We have characterized paired-pulse facilitation at Aplysia sensory neuron-to-motoneuron synapses. This simple form of very short-term synaptic plasticity displayed an unusual feature: it decreased dramatically with repeated testing. Synaptic depression at these synapses and this use-dependent decrease in paired-pulse facilitation occurred independently of each other. Paired-pulse facilitation was inversely correlated with the size of the initial synaptic connection and was absent at stronger synapses.
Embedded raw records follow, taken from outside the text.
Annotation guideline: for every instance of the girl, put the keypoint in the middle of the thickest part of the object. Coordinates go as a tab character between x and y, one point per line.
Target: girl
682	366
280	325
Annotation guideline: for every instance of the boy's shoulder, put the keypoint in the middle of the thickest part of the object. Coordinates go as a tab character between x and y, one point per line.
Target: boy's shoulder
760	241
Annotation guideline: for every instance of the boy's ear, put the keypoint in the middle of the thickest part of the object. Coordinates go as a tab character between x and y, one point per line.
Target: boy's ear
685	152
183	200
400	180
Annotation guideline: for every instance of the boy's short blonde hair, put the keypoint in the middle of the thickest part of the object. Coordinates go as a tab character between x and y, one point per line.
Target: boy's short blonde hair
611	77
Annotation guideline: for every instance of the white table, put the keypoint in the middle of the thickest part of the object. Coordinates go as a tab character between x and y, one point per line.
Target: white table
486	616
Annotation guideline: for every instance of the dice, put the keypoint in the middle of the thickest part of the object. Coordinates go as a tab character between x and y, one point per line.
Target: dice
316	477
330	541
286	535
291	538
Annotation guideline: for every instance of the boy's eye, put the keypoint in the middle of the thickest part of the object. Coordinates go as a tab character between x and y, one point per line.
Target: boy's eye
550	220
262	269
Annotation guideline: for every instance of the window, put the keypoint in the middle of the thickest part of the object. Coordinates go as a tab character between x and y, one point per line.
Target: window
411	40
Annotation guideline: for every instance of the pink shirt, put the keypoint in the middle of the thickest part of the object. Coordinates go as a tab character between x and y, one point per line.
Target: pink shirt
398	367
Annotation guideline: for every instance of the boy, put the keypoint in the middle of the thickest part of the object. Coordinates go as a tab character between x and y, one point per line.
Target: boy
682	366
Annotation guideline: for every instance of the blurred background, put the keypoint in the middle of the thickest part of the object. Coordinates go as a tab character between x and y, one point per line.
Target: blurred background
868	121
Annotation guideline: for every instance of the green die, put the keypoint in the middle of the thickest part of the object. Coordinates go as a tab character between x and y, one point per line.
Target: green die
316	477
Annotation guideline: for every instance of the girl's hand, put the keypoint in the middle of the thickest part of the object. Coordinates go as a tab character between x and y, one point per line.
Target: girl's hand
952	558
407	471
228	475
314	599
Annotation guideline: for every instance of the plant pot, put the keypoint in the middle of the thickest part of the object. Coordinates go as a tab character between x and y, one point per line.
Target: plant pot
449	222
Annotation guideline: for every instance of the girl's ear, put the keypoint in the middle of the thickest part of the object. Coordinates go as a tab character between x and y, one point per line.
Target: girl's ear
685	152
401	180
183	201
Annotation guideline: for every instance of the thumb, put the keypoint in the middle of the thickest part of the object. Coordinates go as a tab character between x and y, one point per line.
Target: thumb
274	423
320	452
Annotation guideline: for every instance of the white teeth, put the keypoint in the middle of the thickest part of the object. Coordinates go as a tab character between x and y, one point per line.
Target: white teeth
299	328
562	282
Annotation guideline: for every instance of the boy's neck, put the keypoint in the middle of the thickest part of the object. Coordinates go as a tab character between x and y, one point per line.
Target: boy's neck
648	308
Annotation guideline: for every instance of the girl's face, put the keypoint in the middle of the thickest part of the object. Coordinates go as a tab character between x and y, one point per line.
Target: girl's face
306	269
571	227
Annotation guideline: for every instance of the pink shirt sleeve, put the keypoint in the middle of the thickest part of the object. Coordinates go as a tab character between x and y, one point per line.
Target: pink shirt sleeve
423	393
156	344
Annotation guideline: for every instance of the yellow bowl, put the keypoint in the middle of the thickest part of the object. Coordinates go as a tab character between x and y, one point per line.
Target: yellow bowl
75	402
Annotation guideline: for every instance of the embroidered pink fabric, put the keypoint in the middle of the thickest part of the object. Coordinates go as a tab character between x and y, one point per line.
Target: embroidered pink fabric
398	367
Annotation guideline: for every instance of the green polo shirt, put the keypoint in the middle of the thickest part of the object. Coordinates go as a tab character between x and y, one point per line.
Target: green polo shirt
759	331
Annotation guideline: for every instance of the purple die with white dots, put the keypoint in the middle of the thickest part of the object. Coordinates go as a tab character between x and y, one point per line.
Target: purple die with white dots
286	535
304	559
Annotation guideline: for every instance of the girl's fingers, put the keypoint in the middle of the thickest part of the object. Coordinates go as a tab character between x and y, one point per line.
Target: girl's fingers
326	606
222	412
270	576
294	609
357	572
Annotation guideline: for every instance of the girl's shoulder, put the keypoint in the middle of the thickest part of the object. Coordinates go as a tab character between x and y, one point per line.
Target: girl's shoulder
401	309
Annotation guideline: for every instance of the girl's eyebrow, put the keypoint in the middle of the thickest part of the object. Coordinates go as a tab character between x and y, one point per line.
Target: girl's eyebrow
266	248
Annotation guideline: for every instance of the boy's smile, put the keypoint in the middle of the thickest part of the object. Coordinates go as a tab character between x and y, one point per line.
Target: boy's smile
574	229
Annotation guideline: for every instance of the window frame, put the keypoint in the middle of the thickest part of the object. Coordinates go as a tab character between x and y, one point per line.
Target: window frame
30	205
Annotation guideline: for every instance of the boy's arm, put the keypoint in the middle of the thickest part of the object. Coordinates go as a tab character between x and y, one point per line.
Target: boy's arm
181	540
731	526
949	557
The use-dependent decrease in paired-pulse facilitation occurred at the same rate at large synapses as at small synapses, although the initial paired-pulse facilitation at large synapses was substantially smaller. Rates of synaptic depression were also independent of initial synaptic strength. Paired-pulse facilitation was blocked by presynaptic EGTA injection, but not by postsynaptic EGTA or BAPTA injection. These results indicate that presynaptic Ca2+ influx plays a critical role in paired-pulse facilitation. However, the persistence of the decrease in paired-pulse facilitation for longer than 15 min suggests that Ca2+ from the first paired action potential produces facilitation via a modulatory mechanism rather than by summating with Ca2+ influx during the second paired action potential in activating the Ca2+ binding sites that initiate exocytosis. This modulatory mechanism may not involve protein phosphorylation because paired-pulse facilitation was unaffected by the protein kinase inhibitors H7 and KN-62. These findings further suggest that release by the second paired action potential occurs at sites distinct from those that mediate release by the first action potential.